There are two potential ways that NLP in combination with AI will affect both the individual and the labour force as a whole.
(Frey & Osborne 2017; Frank et al. 2019; Arntz, Gregory & Zierahn 2016; Pajarinen, Rouvinen & Ekeland 2015; Brzeski & Burk 2015;
‘The computerisation of European jobs’ n.d.; James Doubek 2017; Acemoglu & Restrepo 2017)
- Optimists suggest that technology may substitute for some types of labour, but that efficiency gains from technological augmentation outweigh transition costs, and, in many cases, technology increases employment for workers who are in not direct competition with it. Furthermore, the skill requirements of each job title are not static and actually evolve over time to reflect evolving labour needs. For example, workers may require more social skills because those skills remain difficult to automate. Even if technology depresses employment for some types of labour, it can create new needs and new opportunities through “creative destruction”. For instance, the replacement of equestrian travel with automobiles spurred demand for new roadside amenities, such as motels, gas stations, and fast food.
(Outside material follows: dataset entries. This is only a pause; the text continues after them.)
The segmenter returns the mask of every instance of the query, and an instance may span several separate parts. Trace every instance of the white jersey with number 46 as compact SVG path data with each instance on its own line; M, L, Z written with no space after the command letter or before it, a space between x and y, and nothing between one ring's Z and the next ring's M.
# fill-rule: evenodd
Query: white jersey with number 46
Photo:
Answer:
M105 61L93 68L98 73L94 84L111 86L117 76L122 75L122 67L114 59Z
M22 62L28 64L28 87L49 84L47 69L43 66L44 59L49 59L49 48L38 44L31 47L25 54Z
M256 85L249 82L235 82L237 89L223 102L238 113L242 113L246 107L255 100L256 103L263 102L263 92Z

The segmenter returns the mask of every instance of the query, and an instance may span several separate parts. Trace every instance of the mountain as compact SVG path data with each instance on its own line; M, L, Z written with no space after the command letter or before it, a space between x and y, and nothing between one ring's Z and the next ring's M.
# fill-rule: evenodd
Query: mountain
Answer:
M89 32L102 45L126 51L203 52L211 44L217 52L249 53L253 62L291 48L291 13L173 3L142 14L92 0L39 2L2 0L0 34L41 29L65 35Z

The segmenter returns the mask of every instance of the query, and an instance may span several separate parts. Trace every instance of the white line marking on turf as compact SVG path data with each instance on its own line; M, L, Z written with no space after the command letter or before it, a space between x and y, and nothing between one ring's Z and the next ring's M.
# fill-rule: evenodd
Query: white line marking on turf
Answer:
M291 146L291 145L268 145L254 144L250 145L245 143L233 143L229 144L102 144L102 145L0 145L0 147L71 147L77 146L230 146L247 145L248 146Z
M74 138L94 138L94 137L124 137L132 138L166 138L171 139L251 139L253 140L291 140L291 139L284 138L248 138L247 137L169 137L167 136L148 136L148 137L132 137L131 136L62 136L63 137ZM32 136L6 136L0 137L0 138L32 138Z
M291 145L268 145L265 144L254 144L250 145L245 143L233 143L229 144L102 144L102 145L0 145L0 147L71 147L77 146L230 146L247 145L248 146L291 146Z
- Technology improves to make human labour more efficient, but large improvements may yield deleterious effects for employment. This obsoletion through labour substitution leads many to worry about “technological unemployment” and motivates efforts to forecast NLP and AI’s impact of jobs. One study (Acemoglu & Restrepo 2017) assessed recent developments in NLP and AI to conclude that 47% of current US employment is at high risk of computerisation, while a contrasting study, using a different methodology, concluded that a less alarming 9% of employment is at risk (Arntz, Gregory & Zierahn 2016). Similar studies have looked at the impact of automation on employment in other countries and reached sobering conclusions: Automation will affect 35% of employment in Finland (Pajarinen, Rouvinen & Ekeland 2015), 59% of employment in Germany(Brzeski & Burk 2015), and 45 to 60% of employment across Europe (‘The computerisation of European jobs’ n.d.). Critics have complained that prospective studies lack validation, but retrospective studies also find that robotics are diminishing employment opportunities in US manufacturing (Frey & Osborne 2017).